According to analysts surveyed by Bloomberg, key rates will be left unchanged at 2%. The central bank has also pledged to keep policy accommodative for ”as long as necessary.”
The Philippines economy fell back into contraction in the second quarter and is expected to decelerate as Delta wrecks havoc in Southeast Asia. Earlier, the Philippine government forecasted a full-year growth of 6%-7%, a number it might not reach.
Meanwhile, late on Wednesday (Aug 11), Bernama reported that the Central Bank of Malaysia has released the revised Reference Rate Framework, under which the Standardised Base Rate will replace the Base Rate (BR) as the reference rate for new retail floating-rate loans starting from August 1, 2022.
Changes to the Standardised Base Rate will only occur following changes in the overnight policy rate (OPR), which is determined by the central bank’s monetary policy committee, it added.
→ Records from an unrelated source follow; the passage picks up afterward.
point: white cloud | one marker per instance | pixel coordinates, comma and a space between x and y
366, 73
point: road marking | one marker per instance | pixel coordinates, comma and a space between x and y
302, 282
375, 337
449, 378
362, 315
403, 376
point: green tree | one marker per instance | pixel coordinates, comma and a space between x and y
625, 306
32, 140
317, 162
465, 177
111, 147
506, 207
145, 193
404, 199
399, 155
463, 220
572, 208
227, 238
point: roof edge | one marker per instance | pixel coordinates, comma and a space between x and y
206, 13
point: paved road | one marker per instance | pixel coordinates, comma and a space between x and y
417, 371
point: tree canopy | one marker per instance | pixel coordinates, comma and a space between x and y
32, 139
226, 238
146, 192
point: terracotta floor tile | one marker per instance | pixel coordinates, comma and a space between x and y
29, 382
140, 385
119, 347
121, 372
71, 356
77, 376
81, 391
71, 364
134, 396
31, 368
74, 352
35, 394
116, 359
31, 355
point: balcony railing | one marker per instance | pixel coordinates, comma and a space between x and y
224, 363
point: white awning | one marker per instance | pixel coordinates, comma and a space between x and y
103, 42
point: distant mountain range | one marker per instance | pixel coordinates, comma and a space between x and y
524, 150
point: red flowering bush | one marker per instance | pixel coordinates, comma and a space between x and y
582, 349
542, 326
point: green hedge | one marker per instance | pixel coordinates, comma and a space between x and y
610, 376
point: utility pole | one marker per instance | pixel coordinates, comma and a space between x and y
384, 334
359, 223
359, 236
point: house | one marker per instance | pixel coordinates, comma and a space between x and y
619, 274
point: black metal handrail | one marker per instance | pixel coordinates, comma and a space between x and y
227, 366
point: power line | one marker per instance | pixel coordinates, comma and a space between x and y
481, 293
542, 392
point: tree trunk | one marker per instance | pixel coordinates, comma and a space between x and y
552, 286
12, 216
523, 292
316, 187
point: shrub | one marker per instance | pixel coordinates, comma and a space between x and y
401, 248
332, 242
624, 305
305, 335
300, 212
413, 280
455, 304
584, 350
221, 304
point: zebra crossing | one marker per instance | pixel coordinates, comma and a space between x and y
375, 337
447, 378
The central bank’s Governor also assured that consumers will find it easier to understand changes in their loan repayments as the OPR will be the only driver of the Standardised Base Rate.
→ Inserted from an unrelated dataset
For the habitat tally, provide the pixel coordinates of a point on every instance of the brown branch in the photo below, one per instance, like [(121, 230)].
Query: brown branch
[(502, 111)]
The central bank added that the shift towards the Standardised Base Rate following the revision in the Reference Rate Framework does not represent a change in the monetary policy stance of the bank’s monetary policy committee.
Other components of loan pricing such as borrower’s credit risk, liquidity risk premium, operating costs, profit margin, and other costs will continue to be reflected in the spread above the Standardised Base Rate, said the central bank.
It was also mentioned that the shift towards the Standardised Base Rate will have no impact on the effective lending rates of existing retail loans, which will continue to be referenced against the Base Rate (BR) and Base Lending Rate (BLR).